Volvo gelooft in een elektrische toekomst
Auteur: Guus Puylaert
In 35 jaar tijd zag Wijnand van den Brink, innovatiemanager bij Volvo Trucks, de markt behoorlijk veranderen. “Diesel was nooit voer voor discussie. Maar nu is het de discussie welke energiebron het best rendeert. Voor stadsdistributie geloven wij in batterij-elektrisch.”
Volvo Trucks heeft onlangs zijn eerste volledig elektrische, stadslogistieke trucks af geleverd in Nederland. De transitie naar zero emissievervoer liep weliswaar vertraging op door de coronacrisis, maar de innovatiemanager merkt een groeiend besef voor schoner en stiller vervoer. “Als zero emissiezones in 2025 ingericht moeten zijn, moeten gemeenten, verladers en bedrijven nu aan de slag.”
Volvo leverde op 18 juni de eerste FE Electric 6x2 aan Renewi en wordt ingezet voor afvalinzameling in binnenstedelijke gebieden. © Wijnand van den Brink
Geschikt voor de stad
Elektrisch rijden is met name geschikt voor stadsdistributie en afvalinzameling, vertelt Van den Brink. In een ideale situatie leveren grote vrachtwagens de vracht op een hub aan de rand van de stad af en distribueren kleinere zero emissietrucks de goederen de stad in. “Onze trucks halen een range van maximaal 300 kilometer op één acculading. Lange distributieroutes haal je daar niet mee. Wij zetten in op fijnmazige distributie, stadslogistiek en afvalinzameling, met ’s nachts opladen op de thuisbasis. Je hoeft dan overdag niet bij te laden op een snellaadstation.”

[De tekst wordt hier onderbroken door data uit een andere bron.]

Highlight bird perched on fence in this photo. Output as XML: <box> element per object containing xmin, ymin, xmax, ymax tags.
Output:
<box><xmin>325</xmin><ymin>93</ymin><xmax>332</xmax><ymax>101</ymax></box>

Om het maximale uit die ronde te halen, ontwikkelde de fabrikant een computerprogramma, waarin afleveradressen van de klant worden ingegeven en de optimale route wordt berekend. “We houden rekening met de laad- en lostijden, ladinggewicht, met de actuele verkeerssituatie en berekenen of de beoogde route mogelijk is. We kunnen adviezen geven aan de planning.”
Een andere manier van denken
Een ander punt van aandacht is de laadinfrastructuur. De snelle marktontwikkelingen vragen om ‘een andere manier van denken’, zegt Van den Brink. “Een dieselmotor paste vroeger eigenlijk wel in elk voertuig. Bij nieuwe energiebronnen is er niet één techniek die alles afdekt. Je moet dus per situatie kijken wat je wilt doen en welke energiebron daarvoor geschikt is.”

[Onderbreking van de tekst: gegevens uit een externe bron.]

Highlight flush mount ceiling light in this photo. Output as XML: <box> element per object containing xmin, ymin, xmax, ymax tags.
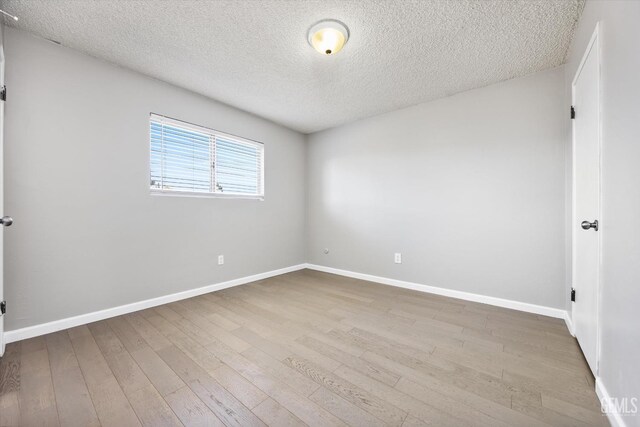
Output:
<box><xmin>307</xmin><ymin>19</ymin><xmax>349</xmax><ymax>55</ymax></box>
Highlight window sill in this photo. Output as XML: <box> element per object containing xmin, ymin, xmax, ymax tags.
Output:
<box><xmin>149</xmin><ymin>190</ymin><xmax>264</xmax><ymax>201</ymax></box>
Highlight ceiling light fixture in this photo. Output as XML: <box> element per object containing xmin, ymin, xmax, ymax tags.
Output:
<box><xmin>307</xmin><ymin>19</ymin><xmax>349</xmax><ymax>55</ymax></box>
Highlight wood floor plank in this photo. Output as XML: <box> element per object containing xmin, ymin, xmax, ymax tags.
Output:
<box><xmin>253</xmin><ymin>398</ymin><xmax>306</xmax><ymax>427</ymax></box>
<box><xmin>46</xmin><ymin>331</ymin><xmax>100</xmax><ymax>427</ymax></box>
<box><xmin>165</xmin><ymin>386</ymin><xmax>224</xmax><ymax>427</ymax></box>
<box><xmin>309</xmin><ymin>387</ymin><xmax>387</xmax><ymax>427</ymax></box>
<box><xmin>286</xmin><ymin>357</ymin><xmax>407</xmax><ymax>426</ymax></box>
<box><xmin>159</xmin><ymin>347</ymin><xmax>264</xmax><ymax>426</ymax></box>
<box><xmin>69</xmin><ymin>326</ymin><xmax>141</xmax><ymax>427</ymax></box>
<box><xmin>18</xmin><ymin>346</ymin><xmax>60</xmax><ymax>426</ymax></box>
<box><xmin>0</xmin><ymin>342</ymin><xmax>22</xmax><ymax>426</ymax></box>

In de logistieke sector ligt de transitie naar elektrisch vervoer ingewikkelder dan in de bussenwereld, omdat de route per dag anders kan zijn. Desondanks verwacht Van den Brink dat ‘binnen een paar jaar’ ook grotere vrachtwagens volledig batterij-elektrisch kunnen rijden. “Als je met één vrachtwagen de stad in kunt, in plaats van twaalf bestelwagens, scheelt dat enorm bij bijvoorbeeld bevoorrading van supermarkten en warenhuizen.”
'Elektrisch rijden is anders werken. Met daarin een belangrijke rol voor de planner en de vrachtwagenchauffeurs.'
Voor langere afstanden, zoals de populaire logistieke route Antwerpen – Rotterdam, ziet Van den Brink meer toekomst in waterstof. “Samen met Daimler werken we aan de ontwikkeling van een nieuwe fuel cell. Daarmee kunnen we met hoger gewicht rijden en langere afstanden afleggen. Maar om dit te laten slagen, moeten we standaardiseren in bijvoorbeeld de laadinfrastructuur. Vragen die spelen: hoe haal je al die stroom uit het energienet? Overheden moeten hierin faciliteren en stimuleren.”

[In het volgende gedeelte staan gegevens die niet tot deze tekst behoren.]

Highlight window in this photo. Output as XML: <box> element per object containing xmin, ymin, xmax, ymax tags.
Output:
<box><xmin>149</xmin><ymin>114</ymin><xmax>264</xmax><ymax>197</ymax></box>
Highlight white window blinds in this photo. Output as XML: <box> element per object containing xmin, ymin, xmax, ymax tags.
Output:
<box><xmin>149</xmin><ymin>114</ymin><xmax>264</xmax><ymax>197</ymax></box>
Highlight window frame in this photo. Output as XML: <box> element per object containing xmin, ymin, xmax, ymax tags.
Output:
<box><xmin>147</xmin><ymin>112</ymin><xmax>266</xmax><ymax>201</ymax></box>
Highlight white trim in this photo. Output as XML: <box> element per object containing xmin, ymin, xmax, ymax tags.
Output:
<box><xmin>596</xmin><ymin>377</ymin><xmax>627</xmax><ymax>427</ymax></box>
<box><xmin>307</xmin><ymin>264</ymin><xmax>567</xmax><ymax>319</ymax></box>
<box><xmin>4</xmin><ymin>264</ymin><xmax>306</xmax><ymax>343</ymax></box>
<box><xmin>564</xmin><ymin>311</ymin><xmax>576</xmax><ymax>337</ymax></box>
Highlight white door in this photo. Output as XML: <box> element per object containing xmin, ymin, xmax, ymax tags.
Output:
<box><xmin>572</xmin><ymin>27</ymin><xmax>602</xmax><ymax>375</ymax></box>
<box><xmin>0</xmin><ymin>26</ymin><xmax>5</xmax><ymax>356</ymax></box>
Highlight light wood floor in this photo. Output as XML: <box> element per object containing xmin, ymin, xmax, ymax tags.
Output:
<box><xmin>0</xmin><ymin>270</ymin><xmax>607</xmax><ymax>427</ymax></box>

‘Elektrisch rijden is anders werken’
Ten slotte is het volgens de innovatiemanager belangrijk om het hele transportbedrijf en ook de verlader te motiveren om mee te gaan. “Elektrisch rijden is anders werken. Met daarin een belangrijke rol voor de planner en de vrachtwagenchauffeurs. Als een chauffeur niet lekker in zijn auto zit, dan gaat de transitie niet lukken. De planning moet rekening houden met de mogelijkheden van de techniek. Dat heeft wenningstijd nodig. Als we met chauffeurs praten, komen we er vaak achter dat die al om zijn. Het is leuk om te merken dat de chauffeur dan niet meer anders wil dan zo’n stil en trillingsvrij voertuig!”